Tra i consigli per diventare «virali» su Instagram al 6° punto troviamo «segui le tendenze del momento». Resta da vedere chi e perché dietro le quinte lavora alacremente per «costruire» tendenze anche attraverso influencer sostenuti da un sistema che certamente non offre garanzie dal punto di vista etico, poiché, come si diceva, invita a monetizzare ogni cosa. Al 2° punto leggiamo «interagisci con altri profili» (per far sì che questi si accorgano e in qualche modo ricambino con un follow): credo si tratti di un'attività snervante, soprattutto per chi si illude di poter raggiungere certi numeri in termini di follower e guadagni. Un'attività che certamente toglie spazio allo studio, alla lettura dei classici (sempre più definiti «obsoleti e inutili») e a tutto ciò che richieda una partecipazione attiva e non virtuale («sii attivo e rispondi a commenti e messaggi», troviamo al 1° punto tra le «migliori tecniche» per migliorare l'engagement, ossia il livello di coinvolgimento emotivo che un utente sente nei confronti di un brand, di un'azienda o di un prodotto).
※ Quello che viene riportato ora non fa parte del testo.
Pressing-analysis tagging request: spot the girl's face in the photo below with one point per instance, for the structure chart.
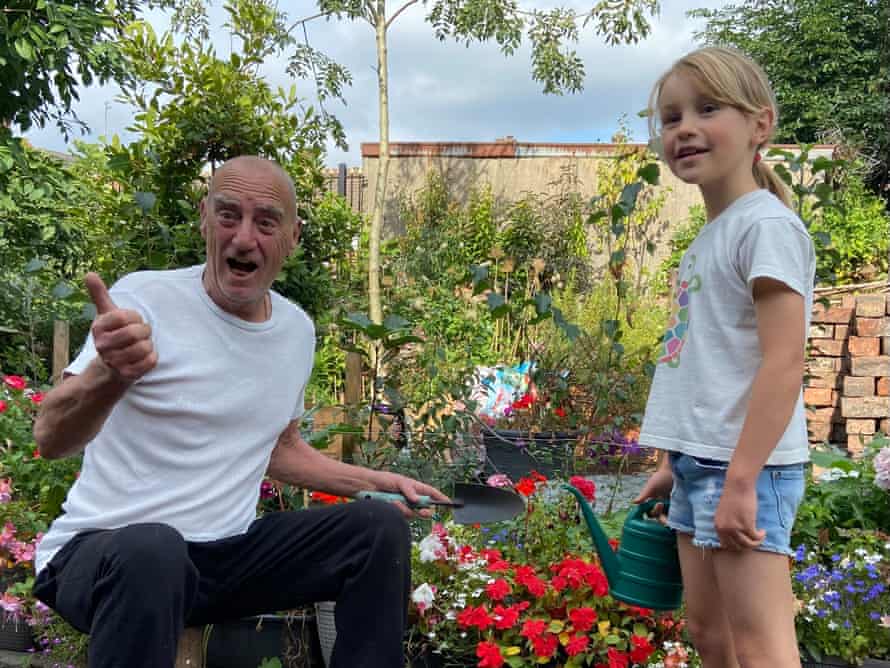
(708, 143)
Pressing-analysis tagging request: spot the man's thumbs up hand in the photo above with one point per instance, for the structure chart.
(122, 338)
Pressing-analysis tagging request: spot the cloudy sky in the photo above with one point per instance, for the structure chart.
(448, 92)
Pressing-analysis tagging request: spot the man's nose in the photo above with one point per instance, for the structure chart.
(245, 235)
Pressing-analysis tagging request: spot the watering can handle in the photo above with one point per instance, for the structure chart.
(648, 505)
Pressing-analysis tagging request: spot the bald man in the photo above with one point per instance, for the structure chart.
(188, 391)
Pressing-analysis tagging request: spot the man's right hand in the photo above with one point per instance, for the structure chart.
(122, 338)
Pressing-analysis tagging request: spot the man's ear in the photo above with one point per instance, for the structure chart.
(204, 213)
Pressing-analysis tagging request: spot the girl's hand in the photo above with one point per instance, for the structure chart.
(736, 518)
(658, 486)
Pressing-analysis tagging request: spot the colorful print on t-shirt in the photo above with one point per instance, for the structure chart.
(678, 325)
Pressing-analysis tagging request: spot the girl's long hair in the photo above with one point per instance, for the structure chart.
(731, 78)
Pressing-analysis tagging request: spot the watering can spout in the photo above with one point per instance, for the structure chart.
(645, 571)
(608, 558)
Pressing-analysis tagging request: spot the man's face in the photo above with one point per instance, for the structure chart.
(249, 223)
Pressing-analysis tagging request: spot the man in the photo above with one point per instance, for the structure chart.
(188, 390)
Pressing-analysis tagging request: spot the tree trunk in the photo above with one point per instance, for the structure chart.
(374, 301)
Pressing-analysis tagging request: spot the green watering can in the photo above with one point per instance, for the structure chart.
(646, 570)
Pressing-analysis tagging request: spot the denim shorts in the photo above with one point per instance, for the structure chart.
(698, 485)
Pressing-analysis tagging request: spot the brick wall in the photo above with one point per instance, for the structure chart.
(847, 389)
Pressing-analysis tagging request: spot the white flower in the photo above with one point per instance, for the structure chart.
(423, 597)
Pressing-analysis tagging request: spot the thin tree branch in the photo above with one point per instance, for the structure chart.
(399, 11)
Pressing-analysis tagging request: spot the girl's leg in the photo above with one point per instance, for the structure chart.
(706, 615)
(755, 588)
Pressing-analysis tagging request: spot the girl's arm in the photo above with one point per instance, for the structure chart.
(781, 319)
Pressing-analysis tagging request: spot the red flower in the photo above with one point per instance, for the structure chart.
(15, 382)
(545, 645)
(498, 566)
(642, 649)
(533, 628)
(585, 486)
(526, 486)
(617, 659)
(582, 618)
(498, 590)
(477, 617)
(577, 645)
(489, 655)
(505, 618)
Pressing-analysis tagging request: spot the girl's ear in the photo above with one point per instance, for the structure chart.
(764, 121)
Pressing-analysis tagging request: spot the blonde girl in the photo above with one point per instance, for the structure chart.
(726, 404)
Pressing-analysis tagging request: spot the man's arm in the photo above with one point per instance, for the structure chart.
(296, 462)
(73, 413)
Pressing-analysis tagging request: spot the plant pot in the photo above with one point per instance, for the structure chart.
(15, 635)
(518, 453)
(293, 639)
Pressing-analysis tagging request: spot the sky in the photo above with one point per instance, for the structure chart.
(443, 91)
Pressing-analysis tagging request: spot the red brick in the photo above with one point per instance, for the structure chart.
(820, 366)
(870, 366)
(860, 407)
(832, 315)
(821, 331)
(831, 380)
(856, 444)
(867, 426)
(859, 386)
(871, 326)
(817, 396)
(827, 414)
(819, 431)
(864, 346)
(828, 347)
(871, 306)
Inoltre l'algoritmo di Instagram premia i reels che «utilizzano suoni popolari come sottofondo». I reels sono piccoli video della durata di 15-90 secondi, paragonati alle «storie» di Facebook. Tutto si consuma velocemente, in linea con la filosofia social.
Così, questi giovani che dovrebbero reggere la società del futuro rischiano di diventare autentici zombies. La notte dei morti viventi è alle porte?